Three over-arching trends point to labor availability as one of the most critical elements for continued growth of the industrial & logistics (I&L) sector: e-commerce growth, a shrinking skilled workforce and rising wages.
Industrial employment growth outpaces national average.
Overall, T&W employment in 37 top U.S. industrial markets grew by 17% between 2013 and 2017, outpacing the national average of 12.8%. Median hourly T&W wages in these markets rose by 9.6% over the same period, compared to 11.3% nationally and 7.4% for all U.S. occupations.
Small and large metros see growth in T&W employment.
I&L markets with the highest T&W employment growth from 2013 to 2017 include Charlotte (56.8%), Inland Empire (46.8%), Central Valley (45.7%), Reno (44.4%) and New Jersey (39.3%).

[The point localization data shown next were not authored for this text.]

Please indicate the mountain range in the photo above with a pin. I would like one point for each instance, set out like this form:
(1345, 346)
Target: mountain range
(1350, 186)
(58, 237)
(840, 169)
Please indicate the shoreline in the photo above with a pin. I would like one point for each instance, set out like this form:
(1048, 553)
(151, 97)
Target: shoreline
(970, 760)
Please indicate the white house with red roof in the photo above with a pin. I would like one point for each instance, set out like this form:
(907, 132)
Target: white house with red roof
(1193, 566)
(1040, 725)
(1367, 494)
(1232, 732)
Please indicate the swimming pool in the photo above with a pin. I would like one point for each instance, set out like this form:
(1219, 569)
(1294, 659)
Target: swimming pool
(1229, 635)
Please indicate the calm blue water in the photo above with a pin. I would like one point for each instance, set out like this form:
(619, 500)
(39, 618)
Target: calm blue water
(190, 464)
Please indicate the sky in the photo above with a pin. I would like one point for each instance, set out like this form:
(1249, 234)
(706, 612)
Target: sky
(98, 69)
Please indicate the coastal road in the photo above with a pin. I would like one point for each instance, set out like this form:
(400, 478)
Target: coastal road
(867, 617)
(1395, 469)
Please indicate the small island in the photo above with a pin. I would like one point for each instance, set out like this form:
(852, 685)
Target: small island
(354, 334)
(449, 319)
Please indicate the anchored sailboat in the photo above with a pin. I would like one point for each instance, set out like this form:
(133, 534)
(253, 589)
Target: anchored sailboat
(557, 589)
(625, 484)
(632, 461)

I&L market expansion fuels growth in T&W employment.
All of these aforementioned markets have seen a surge in I&L demand, averaging approximately 38 million sq. ft. in positive absorption and 33% growth in asking rents from 2013 to 2017.
Regional and emerging hubs see largest rise in wages.
Median hourly wages for T&W occupations rose the most in regional and emerging hubs, notably Central Valley, (17.5%), Milwaukee (17.0%), Greenville (15.0%), San Antonio (14.3%) and Kansas City (14.3%). All outpaced the overall wage growth in their markets.
Which markets off the most optimal labor availability, quality and cost?
Our analysis indicates that the markets with the highest labor supply and balance of affordability include the larger markets of Atlanta and Dallas/Ft. Worth and the smaller markets of Memphis, Indianapolis and Louisville.